L’affaire a pour origine, des opérations de bourses réalisées entre 1998 et 2000 par un trader « fou » de la banque du Gothard. Sans mandat de clients et leur insu, le dit trader Alberto Romagnolo va jouer avec le portefeuille de plusieurs de ses clients. Des opérations qui vont porter sur des millions d’euros. L’un des clients d’entre eux se verra ainsi barboter trois millions d’euros de ses économies.
Plusieurs clients lésés déposent plainte. Si la mise en cause du trader ne pose elle aucun problème, l’enquête conduite par le juge d’instruction Nedelec mettait aussi en évidence les carences multiples du contrôle hiérarchique exercé sur les activités du trader. Outre son absence de diplôme, ce rejeton d’une grande famille italienne devait sa position au sein de la banque principalement à ses relations familiales - raison pour laquelle il jouissait d’un traitement de faveur.

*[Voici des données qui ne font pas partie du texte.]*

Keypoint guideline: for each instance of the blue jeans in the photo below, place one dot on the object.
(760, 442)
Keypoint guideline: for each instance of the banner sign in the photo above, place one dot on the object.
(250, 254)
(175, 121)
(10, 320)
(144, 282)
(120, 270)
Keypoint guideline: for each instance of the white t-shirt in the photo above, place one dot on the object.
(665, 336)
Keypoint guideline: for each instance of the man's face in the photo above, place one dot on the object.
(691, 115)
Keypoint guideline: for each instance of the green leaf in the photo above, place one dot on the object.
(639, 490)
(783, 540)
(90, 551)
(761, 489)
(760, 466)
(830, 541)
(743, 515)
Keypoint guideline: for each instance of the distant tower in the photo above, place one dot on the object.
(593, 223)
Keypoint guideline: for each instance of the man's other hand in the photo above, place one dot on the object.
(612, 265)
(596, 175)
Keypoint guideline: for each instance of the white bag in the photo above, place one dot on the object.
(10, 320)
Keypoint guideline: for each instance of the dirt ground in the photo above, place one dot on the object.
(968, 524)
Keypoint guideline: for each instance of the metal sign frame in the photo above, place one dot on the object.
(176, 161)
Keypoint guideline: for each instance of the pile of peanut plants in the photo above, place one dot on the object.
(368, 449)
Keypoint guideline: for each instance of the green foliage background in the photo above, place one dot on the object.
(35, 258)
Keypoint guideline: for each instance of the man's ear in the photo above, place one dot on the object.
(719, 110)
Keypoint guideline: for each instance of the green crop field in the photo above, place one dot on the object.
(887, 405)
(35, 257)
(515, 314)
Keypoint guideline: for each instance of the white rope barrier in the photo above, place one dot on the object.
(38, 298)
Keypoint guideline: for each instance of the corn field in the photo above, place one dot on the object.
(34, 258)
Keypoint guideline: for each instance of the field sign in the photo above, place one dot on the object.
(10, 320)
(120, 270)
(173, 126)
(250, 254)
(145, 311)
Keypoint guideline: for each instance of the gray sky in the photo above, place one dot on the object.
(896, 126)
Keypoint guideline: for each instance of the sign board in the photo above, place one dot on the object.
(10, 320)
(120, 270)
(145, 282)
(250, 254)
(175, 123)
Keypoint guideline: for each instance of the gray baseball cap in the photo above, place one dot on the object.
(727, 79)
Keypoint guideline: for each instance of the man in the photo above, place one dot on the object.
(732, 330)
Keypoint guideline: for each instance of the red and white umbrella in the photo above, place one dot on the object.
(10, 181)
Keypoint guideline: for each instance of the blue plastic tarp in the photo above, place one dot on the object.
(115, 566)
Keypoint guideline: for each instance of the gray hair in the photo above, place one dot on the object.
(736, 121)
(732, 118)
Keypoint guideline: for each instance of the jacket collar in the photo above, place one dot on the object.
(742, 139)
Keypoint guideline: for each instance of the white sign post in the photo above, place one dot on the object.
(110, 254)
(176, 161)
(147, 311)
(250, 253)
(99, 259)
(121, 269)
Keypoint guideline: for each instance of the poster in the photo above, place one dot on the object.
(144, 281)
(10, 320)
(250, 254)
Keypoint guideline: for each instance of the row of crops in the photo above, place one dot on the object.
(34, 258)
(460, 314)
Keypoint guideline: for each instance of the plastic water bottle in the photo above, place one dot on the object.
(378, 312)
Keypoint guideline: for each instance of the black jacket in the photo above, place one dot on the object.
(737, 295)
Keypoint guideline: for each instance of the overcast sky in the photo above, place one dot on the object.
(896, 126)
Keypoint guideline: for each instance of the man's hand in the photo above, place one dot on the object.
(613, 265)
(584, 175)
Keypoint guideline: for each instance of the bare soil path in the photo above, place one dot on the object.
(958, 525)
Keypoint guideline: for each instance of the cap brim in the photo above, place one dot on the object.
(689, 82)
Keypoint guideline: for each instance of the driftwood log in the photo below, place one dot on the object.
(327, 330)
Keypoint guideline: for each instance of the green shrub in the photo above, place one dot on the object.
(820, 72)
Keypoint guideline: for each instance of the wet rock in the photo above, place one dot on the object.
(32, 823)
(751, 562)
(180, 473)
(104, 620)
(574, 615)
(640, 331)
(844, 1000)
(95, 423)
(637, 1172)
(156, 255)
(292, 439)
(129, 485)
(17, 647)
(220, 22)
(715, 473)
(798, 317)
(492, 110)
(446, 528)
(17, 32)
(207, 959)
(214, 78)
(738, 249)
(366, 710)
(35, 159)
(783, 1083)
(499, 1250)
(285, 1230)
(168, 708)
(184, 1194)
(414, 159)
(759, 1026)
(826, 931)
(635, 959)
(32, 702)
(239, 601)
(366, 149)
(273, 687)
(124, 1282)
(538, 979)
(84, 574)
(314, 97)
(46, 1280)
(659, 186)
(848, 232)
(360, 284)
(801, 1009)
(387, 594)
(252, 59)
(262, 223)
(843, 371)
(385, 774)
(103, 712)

Sur cette base, le magistrat instructeur comme le parquet ont décidé de mettre en cause la responsabilité des administrateurs, pour avoir fourni au trader les moyens de commettre des abus de confiance. Notamment en lui conférant des attributions exorbitantes et une totale liberté d’action, en ne lui fixant aucune règle de procédure et en imposant aucune limite à ses activités… Des considérations d’un bon sens évident.
Mais, jusqu’à présent, ce type de dysfonctionnement n’avait jamais entraîné à Monaco la condamnation d’administrateurs d’une banque. La jurisprudence dominante étant que ces derniers sont fondés à encaisser des bénéfices mais certainement pas à engager leur responsabilité sur le bon fonctionnement de l’établissement qu’ils sont présumés administrer.
Le 7 juillet dernier le tribunal correctionnel de Monaco, ne tenant aucun compte de l’ordonnance du juge Nedelec comme des réquisitions de la procureure, Claire Dolman, les administrateurs étaient – selon une longue tradition - relaxés.
Les juges d’appel, le 7 avril, ont décidé de revenir sur cette décision. Ils ont infligé 8 mois avec sursis à deux administrateurs de la banque pour abus de confiance et, sur le plan civil, à rembourser plusieurs millions d’euros…
Un arrêt qui sera sûrement étudié de près par la Société Générale mais qui d’ores et déjà a stupéfié le milieu de la finance monégasque.